In an essence the Romanian and South African economy structures show similarities in the challenges they face. Both Countries’ economies have suffered from years of economic sanctions and isolation due to political mismanagement and oppression. In order for CFO’s to truly understand challenges faced, would it be wise, when future planning, to understand and include the social economics of the country as well? South African CFO’s tend to tread with conservancy and sometimes act with scepticism towards future economic growth and planning. Many larger companies are focusing on off-shore investing opposed to local portfolios. Why? Is it simply financial savvy, or perhaps a result of a skewed understanding and the lack of wiliness to solve social economic challenges?
CFO’s in the European state are focusing on mechanics to boost local production and competitiveness within the union and abroad. Both countries have social economics influences that can be perceived negative towards economic growth.
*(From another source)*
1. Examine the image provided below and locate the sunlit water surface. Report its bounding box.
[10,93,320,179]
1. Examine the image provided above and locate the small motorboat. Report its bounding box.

Yet Romanian CFO’s are tackling this data with a keen understanding of the negative, a possibly positive, effect social economics has on financial planning. The question remains; are South Africans CFO’s inherently negative? If both states face similar challenges, would the misinterpretation of social economics not skewer financial planning?
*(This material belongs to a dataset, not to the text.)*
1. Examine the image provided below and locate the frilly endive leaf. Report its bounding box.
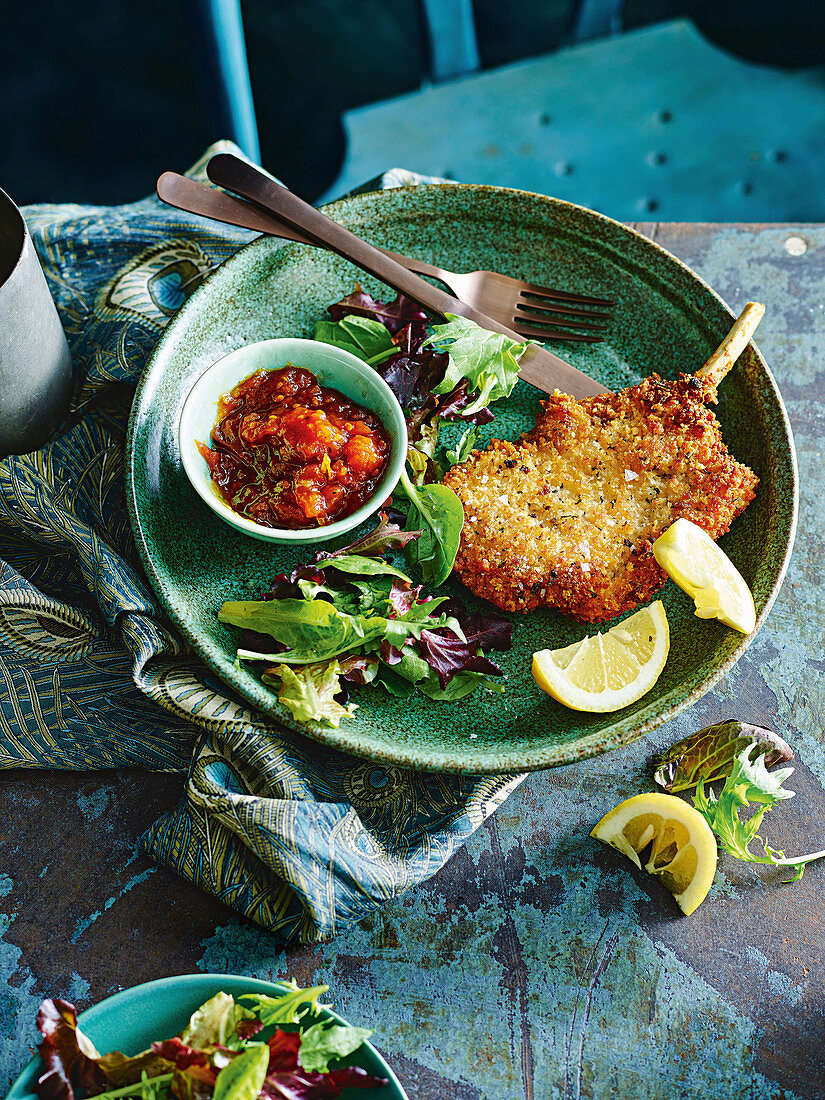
[653,719,793,792]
“CFO’s would need to factor in and solve social economic challenges in order to overcome negative perceptions” – Karen Smal, Acting Head of ACCA South Africa
Case in point, a joint report recently released by ACCA and Longitude Research highlights the fact that financial institutes using “limited” financial information in order to support small businesses are seen as slow in decision–making, risk-averse and “ripe for disruptions”. Financial institutes in South African are seen as ‘risk-free’ lenders. If a keener understanding of social economics were factored in, would South Africa see a boom in small business activities through investments?
There is no doubt that South Africa faces challenges. However in the spirit of nation building the understanding and willingness to change the social economic landscape, would lead to an investment environment that would show optimism, evening in the darkest times. CFO’s would need to factor in and solve social economic challenges in order to overcome negative perceptions.